The More You Think About It…
“As the Father has sent me, so I send you…” From John 20. It is what Jesus said to His disciples when he appeared to them on the evening of Easter. That was our passage from Sunday. But it needs more, a more focused consideration of going from the command of Jesus to what was (facetiously) entitled "the Mission Margarita" in the previous post.
If we look to that command, “so I send you…” a little more seriously, there is a WHOLE lot packed into those four little words.
OBJECTION
PASTOR: Those words were spoken to the disciples, in the context of the gospel account, to the disciples, not to us. How do
we then know they apply to us?
I think
that is made clear in the last verses of this story. Jesus says to Thomas, “Have you believed
because you have seen me? Blessed are
those who have not seen and yet have come to believe.” In Sunday’s sermon, we talked about Jesus ‘breaking
the fourth wall’, shifting his focus from Thomas (and the other disciples) to us, the believers across church history. Nothing has
changed in the message.
“So I send
you…” This is the call to the disciples. The eleven were the first ‘named’ class, but
there have been many, many since, like us.
FPC Merchantville has an historic statement for this, “Touching the Heart
of God and the Hearts of People in the Heart of Merchantville”. The newer one begins “We are a people who
encourage one another to celebrate our life in Christ.”
OBJECTION
PASTOR: Should not things begin with the confession of Jesus Christ as Lord and
Savior? Should not the mission/vision/values
as you flippantly "triple" it be led by our belief that Jesus is our Lord and
Savior, by His blood shed for us for our sins?
I believe it already is, all baked in to being Presbyterian. The
PCUSA has a two-volume Constitution. The
second is the one that gets more day-to-day attention, our Book of Order,
because that’s more our book of “how” we do things. But the first volume is our Book of
Confessions (intentional plural), that brings historical depth to our theology
(how we express our belief in God).
These confessions comprise declarations of faith, teaching tools of the
basics of the Christian faith, responses to crises in the world at moments of
high stakes.
OBJECTION
PASTOR: We are supposed to believe the Bible, not the confessions.
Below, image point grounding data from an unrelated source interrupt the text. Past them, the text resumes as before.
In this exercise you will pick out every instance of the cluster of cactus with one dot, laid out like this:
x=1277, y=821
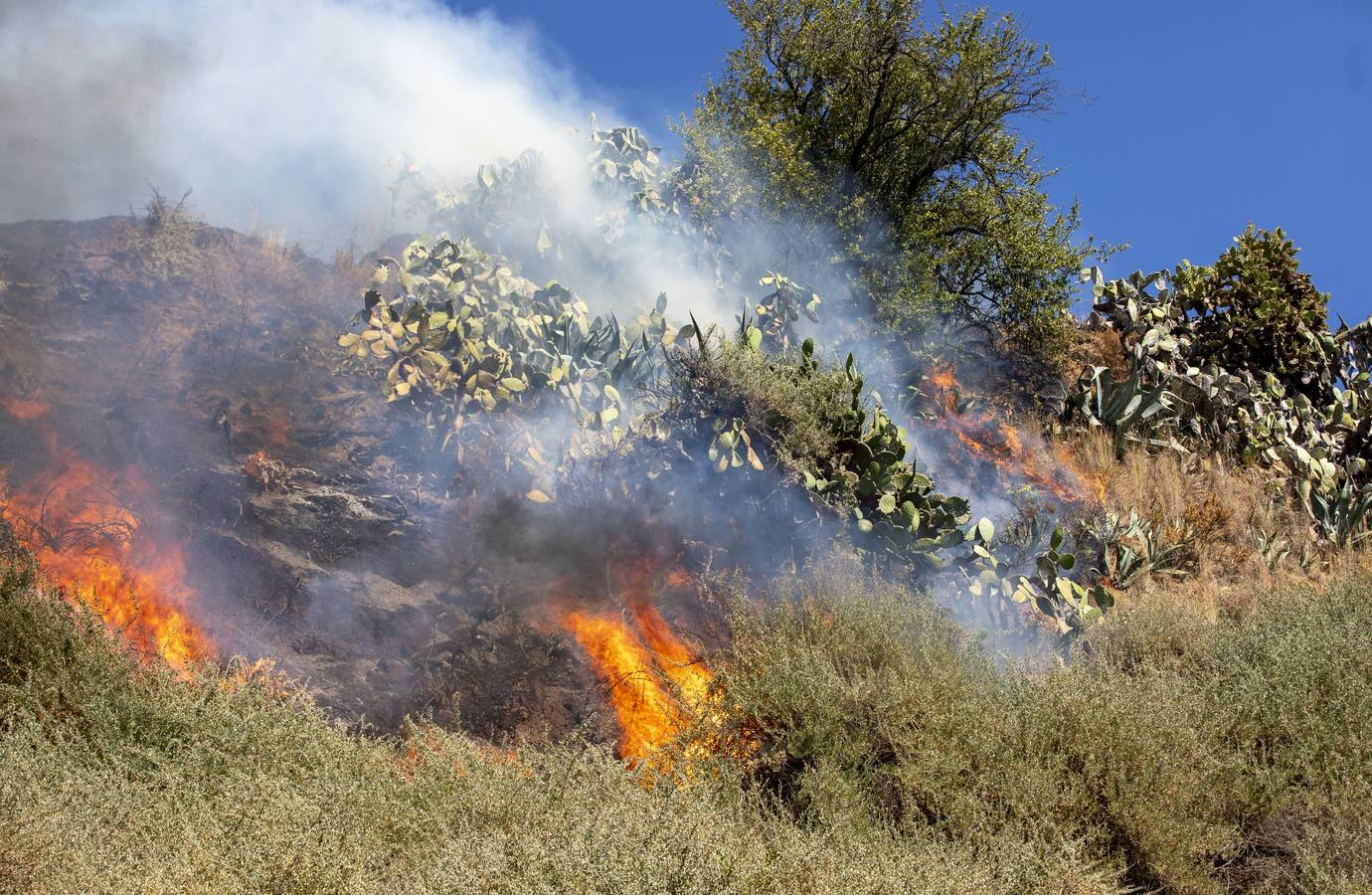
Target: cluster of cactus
x=1305, y=418
x=1050, y=589
x=1130, y=547
x=869, y=476
x=458, y=329
x=464, y=339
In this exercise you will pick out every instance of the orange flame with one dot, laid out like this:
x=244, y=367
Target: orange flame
x=637, y=670
x=82, y=533
x=1002, y=445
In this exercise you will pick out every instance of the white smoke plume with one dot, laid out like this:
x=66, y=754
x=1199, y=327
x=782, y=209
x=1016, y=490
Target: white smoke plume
x=287, y=111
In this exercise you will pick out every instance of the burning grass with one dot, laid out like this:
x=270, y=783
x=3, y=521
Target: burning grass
x=891, y=755
x=1018, y=455
x=77, y=524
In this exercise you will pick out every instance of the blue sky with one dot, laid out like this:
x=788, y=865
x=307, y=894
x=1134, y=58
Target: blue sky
x=1179, y=121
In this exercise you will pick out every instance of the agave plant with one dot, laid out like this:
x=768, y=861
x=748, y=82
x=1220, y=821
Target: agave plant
x=1122, y=408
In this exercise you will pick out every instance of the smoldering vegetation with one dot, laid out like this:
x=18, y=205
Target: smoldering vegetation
x=569, y=515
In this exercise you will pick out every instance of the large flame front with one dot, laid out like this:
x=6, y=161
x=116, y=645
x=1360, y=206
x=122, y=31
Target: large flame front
x=76, y=520
x=656, y=684
x=1000, y=444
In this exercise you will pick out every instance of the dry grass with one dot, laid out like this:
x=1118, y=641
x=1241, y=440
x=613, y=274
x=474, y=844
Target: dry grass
x=1220, y=512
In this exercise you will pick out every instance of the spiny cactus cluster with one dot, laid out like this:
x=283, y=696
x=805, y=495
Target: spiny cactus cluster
x=1238, y=360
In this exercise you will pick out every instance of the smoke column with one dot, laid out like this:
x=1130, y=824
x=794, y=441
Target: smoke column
x=287, y=110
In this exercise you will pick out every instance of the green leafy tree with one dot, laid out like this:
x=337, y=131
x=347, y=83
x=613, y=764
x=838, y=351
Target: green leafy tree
x=854, y=118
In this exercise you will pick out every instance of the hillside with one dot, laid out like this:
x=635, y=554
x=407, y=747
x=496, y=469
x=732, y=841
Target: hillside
x=802, y=507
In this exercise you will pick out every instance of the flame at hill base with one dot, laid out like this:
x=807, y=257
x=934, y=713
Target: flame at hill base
x=76, y=520
x=1002, y=445
x=656, y=684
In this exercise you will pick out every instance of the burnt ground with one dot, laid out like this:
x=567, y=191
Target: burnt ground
x=334, y=552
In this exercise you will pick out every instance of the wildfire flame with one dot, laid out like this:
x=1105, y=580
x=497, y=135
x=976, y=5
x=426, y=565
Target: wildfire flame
x=77, y=523
x=656, y=684
x=1000, y=444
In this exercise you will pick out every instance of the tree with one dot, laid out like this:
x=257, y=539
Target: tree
x=851, y=122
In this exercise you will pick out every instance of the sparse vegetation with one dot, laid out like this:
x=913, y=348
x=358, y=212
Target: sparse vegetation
x=889, y=754
x=1144, y=668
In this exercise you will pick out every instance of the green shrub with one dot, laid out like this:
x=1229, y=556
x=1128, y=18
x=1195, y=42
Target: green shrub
x=1259, y=312
x=888, y=753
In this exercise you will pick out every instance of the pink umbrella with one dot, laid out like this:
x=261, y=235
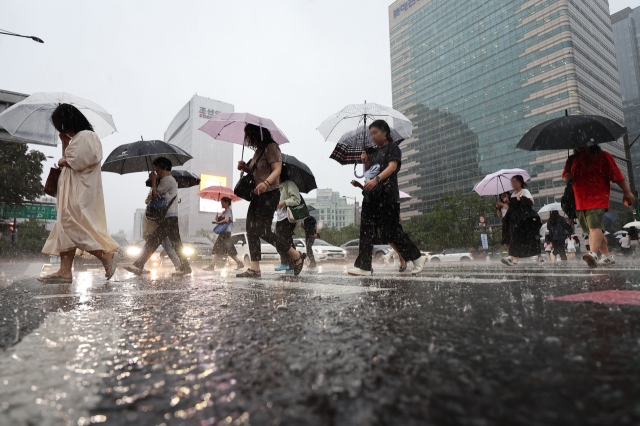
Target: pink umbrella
x=229, y=126
x=215, y=193
x=403, y=196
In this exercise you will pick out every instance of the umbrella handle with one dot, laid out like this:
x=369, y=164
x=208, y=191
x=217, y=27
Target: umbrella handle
x=355, y=172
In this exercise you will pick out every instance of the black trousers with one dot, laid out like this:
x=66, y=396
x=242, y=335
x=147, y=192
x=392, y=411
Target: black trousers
x=259, y=217
x=382, y=218
x=168, y=228
x=284, y=230
x=558, y=249
x=309, y=244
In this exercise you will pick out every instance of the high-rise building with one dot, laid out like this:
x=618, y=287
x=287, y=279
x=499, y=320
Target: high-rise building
x=475, y=75
x=332, y=210
x=212, y=162
x=626, y=33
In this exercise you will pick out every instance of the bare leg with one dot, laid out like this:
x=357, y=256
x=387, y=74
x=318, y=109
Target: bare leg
x=66, y=264
x=597, y=241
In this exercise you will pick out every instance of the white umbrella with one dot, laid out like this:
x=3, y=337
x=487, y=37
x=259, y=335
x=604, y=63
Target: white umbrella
x=358, y=116
x=31, y=118
x=403, y=196
x=551, y=207
x=499, y=182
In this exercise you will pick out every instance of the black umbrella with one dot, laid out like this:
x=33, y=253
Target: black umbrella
x=184, y=179
x=571, y=131
x=298, y=172
x=138, y=157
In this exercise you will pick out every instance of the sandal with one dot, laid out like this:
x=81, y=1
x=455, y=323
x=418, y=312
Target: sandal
x=54, y=279
x=113, y=264
x=249, y=273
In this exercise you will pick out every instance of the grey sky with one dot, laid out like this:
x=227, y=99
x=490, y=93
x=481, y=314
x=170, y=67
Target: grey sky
x=293, y=61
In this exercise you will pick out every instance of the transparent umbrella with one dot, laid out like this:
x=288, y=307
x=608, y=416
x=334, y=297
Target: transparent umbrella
x=31, y=118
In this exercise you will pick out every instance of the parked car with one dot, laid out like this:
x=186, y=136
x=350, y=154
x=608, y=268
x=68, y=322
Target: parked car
x=240, y=241
x=452, y=255
x=379, y=250
x=322, y=250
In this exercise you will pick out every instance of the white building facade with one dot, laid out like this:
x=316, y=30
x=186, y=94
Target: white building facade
x=212, y=162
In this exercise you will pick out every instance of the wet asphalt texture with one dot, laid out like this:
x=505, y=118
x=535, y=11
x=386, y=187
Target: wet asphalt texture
x=460, y=344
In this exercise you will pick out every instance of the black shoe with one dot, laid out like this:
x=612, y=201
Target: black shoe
x=298, y=264
x=249, y=273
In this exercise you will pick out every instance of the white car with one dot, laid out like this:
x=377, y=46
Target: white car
x=322, y=250
x=241, y=244
x=452, y=255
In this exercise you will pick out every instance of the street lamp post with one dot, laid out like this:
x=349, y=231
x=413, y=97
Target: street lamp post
x=354, y=208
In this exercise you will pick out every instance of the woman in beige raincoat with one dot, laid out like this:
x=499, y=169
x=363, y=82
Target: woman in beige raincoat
x=81, y=222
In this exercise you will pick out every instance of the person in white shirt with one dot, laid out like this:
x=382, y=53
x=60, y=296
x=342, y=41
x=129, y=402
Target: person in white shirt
x=168, y=226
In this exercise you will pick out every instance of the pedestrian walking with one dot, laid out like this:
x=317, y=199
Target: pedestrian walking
x=223, y=245
x=167, y=226
x=266, y=167
x=149, y=226
x=380, y=208
x=289, y=197
x=310, y=226
x=524, y=224
x=558, y=229
x=590, y=170
x=502, y=209
x=81, y=222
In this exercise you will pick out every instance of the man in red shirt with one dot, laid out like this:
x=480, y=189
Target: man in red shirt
x=592, y=170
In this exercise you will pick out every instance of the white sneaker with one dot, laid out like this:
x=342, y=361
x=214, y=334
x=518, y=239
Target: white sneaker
x=591, y=258
x=418, y=265
x=357, y=272
x=606, y=261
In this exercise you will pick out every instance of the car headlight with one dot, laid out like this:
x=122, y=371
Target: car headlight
x=134, y=251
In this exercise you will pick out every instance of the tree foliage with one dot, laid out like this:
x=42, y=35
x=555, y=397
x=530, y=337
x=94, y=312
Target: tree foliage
x=453, y=223
x=20, y=173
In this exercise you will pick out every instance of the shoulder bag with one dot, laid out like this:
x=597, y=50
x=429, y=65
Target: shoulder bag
x=247, y=183
x=157, y=209
x=568, y=200
x=298, y=213
x=51, y=185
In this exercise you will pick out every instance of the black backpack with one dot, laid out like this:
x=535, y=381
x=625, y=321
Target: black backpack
x=568, y=200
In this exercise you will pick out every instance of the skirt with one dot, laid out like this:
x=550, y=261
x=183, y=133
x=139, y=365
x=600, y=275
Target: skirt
x=223, y=245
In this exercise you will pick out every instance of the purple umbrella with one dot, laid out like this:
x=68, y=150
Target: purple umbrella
x=229, y=126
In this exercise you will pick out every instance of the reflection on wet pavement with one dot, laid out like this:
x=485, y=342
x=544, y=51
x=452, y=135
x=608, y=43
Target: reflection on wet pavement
x=456, y=345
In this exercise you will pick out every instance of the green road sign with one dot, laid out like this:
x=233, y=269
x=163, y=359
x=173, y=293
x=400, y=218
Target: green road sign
x=28, y=211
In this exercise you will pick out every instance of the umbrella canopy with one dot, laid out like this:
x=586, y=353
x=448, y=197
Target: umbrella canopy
x=229, y=126
x=572, y=131
x=138, y=157
x=403, y=196
x=499, y=182
x=31, y=118
x=551, y=207
x=355, y=116
x=183, y=178
x=360, y=137
x=216, y=193
x=298, y=172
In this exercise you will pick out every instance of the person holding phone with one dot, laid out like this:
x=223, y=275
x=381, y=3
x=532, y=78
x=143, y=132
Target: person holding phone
x=380, y=207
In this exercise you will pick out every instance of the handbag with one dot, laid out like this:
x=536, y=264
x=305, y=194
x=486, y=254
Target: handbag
x=157, y=209
x=568, y=200
x=247, y=183
x=298, y=213
x=51, y=185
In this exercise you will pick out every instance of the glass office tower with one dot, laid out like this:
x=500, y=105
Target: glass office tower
x=475, y=75
x=626, y=31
Yup, but believing what the the Bible says and saying what the Bible teaches are two different things. The first one is only satisfied by speaking the entire Bible. The second, drawing out what the Bible teaches, when I have done that, I have made a “confessional” statement. I have confessed that from among all the glory that is God's Word, this is one of many pieces that teaches me.
So 'confessions' are our stock and trade in speaking about the Bible. We Presbyterians build our understanding of the Bible on the guidance of the Holy Spirit. When we gather as a Session, as a Congregation, as
a Presbytery, up and down the structure of the denomination, in our 'Committees' (for which we take such a ribbing) we are bringing the Holy Spirit out through our assembled
voices. In different times and different
places, the wisdom granted by the Holy Spirit has come out in our confessions
of how we believe the Word of God is expressed.
This, because Jesus is clear in John 11 that he remains with us in the Holy Spirit as surely as he was among the original eleven.
“So I send you…”, thus sayeth the Lord. He sends us to teach the Good News of the Gospel to all. What is that Good News? Jesus saves (hard to get any more focused than that). It is...the heart...of what we believe the Bible teaches. It is expressed in our Book of Confessions gathered from across the History of the Church. From this foundation, our little neighborhood in the Kingdom of God expresses its Mission, how the Spirit moves among us as we fulfill Jesus' Sending.